Tout commence avec Ali, le grand-père. Il a eu du bol le jour où il trouve un pressoir dans la rivière. Il l’utilise, fait fortune, fonde une belle famille. Ali est un notable local, respecté par ses pairs. Il a même la vice-présidence de l’association des anciens combattants du village. Bref, pour Ali, tout roule.
Enfin, jusqu’à ce qu’une nouvelle guerre vienne se mêler de sa vie. Catalogué comme harki, c’est-à-dire traître, pour avoir voulu protéger son village et son petit monde, il doit fuir avec sa famille. Dans la Kabylie paradisiaque, il avait tout. Dans cette France des camps de transit, il n’est plus rien.
Et ça, son fils Hamid va vite le comprendre. Ne pouvant obtenir de son père le récit de sa famille, Hamid renonce à l’Algérie et à son passé. Il étudie d'arrache-pied et s’intègre dans ce nouveau pays qu’il fera sien puisqu’il n’en a plus d'autres.
À son tour, il fonde une famille. Et si Hamid aime bien critiquer son papounet, il a hérité du patriarche sa tendance au mutisme. On arrive alors à Naima. Née en France d’un père originaire d’une Algérie avec laquelle il ne veut rien avoir à faire et d’une mère qui n’en a jamais vu les côtes. Elle est la fille d’immigré, sans cesse renvoyer à des origines dont elle ne sait rien et qui ne la construisent en rien. Naima, elle est algérienne, mais seulement dans le regard des autres. C’est exotique.
Avec l’histoire dense de cette famille, Alice Zeniter nous trace l’Histoire plus complexe de la fin de la colonisation algérienne. Sans moraliser, sans culpabiliser. Ici, il est question de l’incompréhension d’une personne, d’une famille, face à des événements qui la supplantent.

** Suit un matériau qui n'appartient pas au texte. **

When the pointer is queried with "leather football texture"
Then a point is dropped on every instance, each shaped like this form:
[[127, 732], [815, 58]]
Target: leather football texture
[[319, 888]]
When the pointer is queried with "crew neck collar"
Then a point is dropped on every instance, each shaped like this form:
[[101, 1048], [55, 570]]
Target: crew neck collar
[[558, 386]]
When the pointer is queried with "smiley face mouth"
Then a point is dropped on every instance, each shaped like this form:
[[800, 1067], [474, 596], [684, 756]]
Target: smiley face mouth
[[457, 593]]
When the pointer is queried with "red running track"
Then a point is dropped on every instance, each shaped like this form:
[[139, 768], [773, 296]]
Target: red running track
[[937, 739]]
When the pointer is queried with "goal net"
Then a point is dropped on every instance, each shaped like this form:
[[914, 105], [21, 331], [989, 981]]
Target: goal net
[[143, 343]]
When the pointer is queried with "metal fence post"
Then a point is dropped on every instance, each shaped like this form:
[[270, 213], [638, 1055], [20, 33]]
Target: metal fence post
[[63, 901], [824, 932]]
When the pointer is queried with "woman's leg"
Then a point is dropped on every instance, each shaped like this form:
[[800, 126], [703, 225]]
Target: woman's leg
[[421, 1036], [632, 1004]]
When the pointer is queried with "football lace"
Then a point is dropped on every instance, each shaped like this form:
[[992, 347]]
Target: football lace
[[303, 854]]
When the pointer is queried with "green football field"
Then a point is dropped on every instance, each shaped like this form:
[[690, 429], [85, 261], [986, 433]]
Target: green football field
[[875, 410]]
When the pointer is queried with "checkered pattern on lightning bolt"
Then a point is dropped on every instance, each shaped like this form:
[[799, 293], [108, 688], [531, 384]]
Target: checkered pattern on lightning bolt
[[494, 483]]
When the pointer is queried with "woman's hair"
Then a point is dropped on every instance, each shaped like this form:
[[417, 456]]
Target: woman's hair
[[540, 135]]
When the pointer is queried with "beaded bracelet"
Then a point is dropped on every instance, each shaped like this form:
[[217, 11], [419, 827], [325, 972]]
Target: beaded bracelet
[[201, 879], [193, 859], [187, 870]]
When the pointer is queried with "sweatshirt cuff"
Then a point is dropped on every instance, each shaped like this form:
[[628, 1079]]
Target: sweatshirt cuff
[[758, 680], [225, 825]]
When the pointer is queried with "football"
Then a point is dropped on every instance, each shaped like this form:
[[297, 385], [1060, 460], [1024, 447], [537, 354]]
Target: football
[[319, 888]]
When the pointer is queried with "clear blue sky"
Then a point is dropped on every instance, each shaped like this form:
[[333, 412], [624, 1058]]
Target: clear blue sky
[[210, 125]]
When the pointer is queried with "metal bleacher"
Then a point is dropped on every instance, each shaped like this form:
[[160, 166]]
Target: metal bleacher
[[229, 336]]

Les personnages d’Ali et Hamid sont particulièrement touchants. La description poétique de cette Kabylie merveilleuse, idéalisée, opposée à l’arrivée dans une France pluvieuse et morne retranscrit parfaitement le sentiment de paradis perdu pour Ali. Quant à Hamid, il incarne le déchirement entre ses deux histoires, ses deux pays. Coincé entre les accusations de trahison de son père et le silence de ce dernier. Déçu aussi par ce patriarche déchu, dépendant de son fils pour le téléphone et les courriers. Homme respecté devenu l’objet de tous les mépris. Couper avec l’Algérie, c’est combattre son père. C’est aussi ne plus avoir à dire merci. Et merci pour quoi, d’ailleurs ?
Le personnage de Naima est moins réussi, à mon avis. Peut-être à cause de la confusion volontairement entretenue de ce personnage qui est un peu l’autrice mais pas complètement. Et la distanciation parfois un peu maladroite qui est faite dans l’écriture. Néanmoins, sa quête, ou plutôt sa non-quête de ses origines est passionnante. De l’Algérie, elle a tout à apprendre. Et à travers l’Histoire, elle essaie de pister le passé de sa famille, à rebours de la démarche du lecteur, qui suit son initiation.
Finalement, l’Art de perdre est une fantastique fresque sur le récit familial et la quête de soi. Et si on peut déplorer quelques maladresses d’écriture, le roman n’en demeure pas moins agréable et ambitieux.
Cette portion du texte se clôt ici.